Il y avait encore trois paysans attachés les uns aux autres par des cordes, appuyés à une lourde table de bois.
— Ceux-là, expliqua Gordon, ont ravitaillé et caché des guérilleros de l’E.L.N.
Gomez examina les trois hommes en silence, avec une lueur cruelle dans ses petits yeux noirs. Il grillait de retourner à La Paz.
— Apporte-moi une machette, ordonna-t-il.
Un policier lui apporta aussitôt une machette aiguisée. Gomez la balança quelques instants devant les trois prisonniers, puis annonça :
— On va vous fusiller, fils de pute. D’habitude, on vous coupe les mains après. Comme vous ne sentiriez rien, je vais vous les couper avant.
Sur un signe de lui, on détacha les trois paysans. Deux soldats prirent le premier par les épaules et lui placèrent les poignets sur la table. Il n’eut pas le temps d’avoir peur. La machette s’abattit et les deux poignets tombèrent, dans un flot de sang, tandis que la lame restait plantée dans le bois. Le paysan regarda ses moignons et poussa un hurlement.

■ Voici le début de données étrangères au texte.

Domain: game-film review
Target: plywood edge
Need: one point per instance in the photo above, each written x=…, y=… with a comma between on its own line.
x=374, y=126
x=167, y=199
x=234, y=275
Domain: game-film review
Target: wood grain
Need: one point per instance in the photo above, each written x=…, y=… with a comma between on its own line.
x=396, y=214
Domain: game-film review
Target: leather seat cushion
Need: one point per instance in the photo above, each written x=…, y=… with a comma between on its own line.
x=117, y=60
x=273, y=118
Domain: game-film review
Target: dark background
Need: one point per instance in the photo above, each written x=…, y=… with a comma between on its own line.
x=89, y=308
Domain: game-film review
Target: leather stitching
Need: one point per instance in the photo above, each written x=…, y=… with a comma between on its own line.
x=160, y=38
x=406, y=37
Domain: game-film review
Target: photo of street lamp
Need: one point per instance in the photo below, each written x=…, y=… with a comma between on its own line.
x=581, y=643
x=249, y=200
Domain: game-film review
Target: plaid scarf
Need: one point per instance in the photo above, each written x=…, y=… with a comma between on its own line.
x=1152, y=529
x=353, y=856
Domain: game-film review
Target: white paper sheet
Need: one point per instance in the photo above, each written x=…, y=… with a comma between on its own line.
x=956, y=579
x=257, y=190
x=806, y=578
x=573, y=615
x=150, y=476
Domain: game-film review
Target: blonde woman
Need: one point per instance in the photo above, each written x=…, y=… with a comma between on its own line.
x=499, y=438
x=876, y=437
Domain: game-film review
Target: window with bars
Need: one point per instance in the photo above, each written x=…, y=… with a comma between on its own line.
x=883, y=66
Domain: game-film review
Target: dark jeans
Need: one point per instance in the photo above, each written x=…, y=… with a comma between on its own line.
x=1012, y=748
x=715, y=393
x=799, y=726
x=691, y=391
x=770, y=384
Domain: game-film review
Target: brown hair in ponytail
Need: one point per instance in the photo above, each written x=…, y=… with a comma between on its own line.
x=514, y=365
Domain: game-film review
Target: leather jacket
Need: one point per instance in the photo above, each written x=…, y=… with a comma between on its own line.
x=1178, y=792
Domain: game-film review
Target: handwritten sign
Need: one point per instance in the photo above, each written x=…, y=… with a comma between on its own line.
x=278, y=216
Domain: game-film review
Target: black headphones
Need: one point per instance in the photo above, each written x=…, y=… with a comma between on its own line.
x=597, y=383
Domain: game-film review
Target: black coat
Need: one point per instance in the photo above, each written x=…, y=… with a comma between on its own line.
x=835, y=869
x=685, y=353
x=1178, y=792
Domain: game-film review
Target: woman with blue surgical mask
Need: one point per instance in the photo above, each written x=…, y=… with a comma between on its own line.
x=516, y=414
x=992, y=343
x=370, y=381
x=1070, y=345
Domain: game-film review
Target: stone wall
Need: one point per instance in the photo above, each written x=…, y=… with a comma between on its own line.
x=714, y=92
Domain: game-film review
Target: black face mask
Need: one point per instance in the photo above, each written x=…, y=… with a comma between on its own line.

Une rafale de M.16 dans le dos l’abattit aussitôt. Déjà on poussait le suivant, le major Gomez leva de nouveau les bras. Il avait une force prodigieuse. Il lui était arrivé d’étrangler un prisonnier d’une seule main. En trois minutes tout fut fini. Les corps criblés de balles des paysans bougeaient encore, mais personne ne s’en préoccupait. Un soldat replia la toile où se trouvaient les six mains. À La Paz, on prendrait les empreintes des morts pour le fichier du control politico.
Depuis Guevara, on prenait toujours cette précaution afin d’éviter de tuer sans le savoir un chef important.
Le major Gomez se sentait un peu mieux. Il avait hâte de rentrer à La Paz pour tenter de retrouver Martine, s’il était encore temps.
On parlerait de cette exécution cruelle et cela ferait réfléchir les paysans bornés qui auraient envie d’aider l’E.L.N.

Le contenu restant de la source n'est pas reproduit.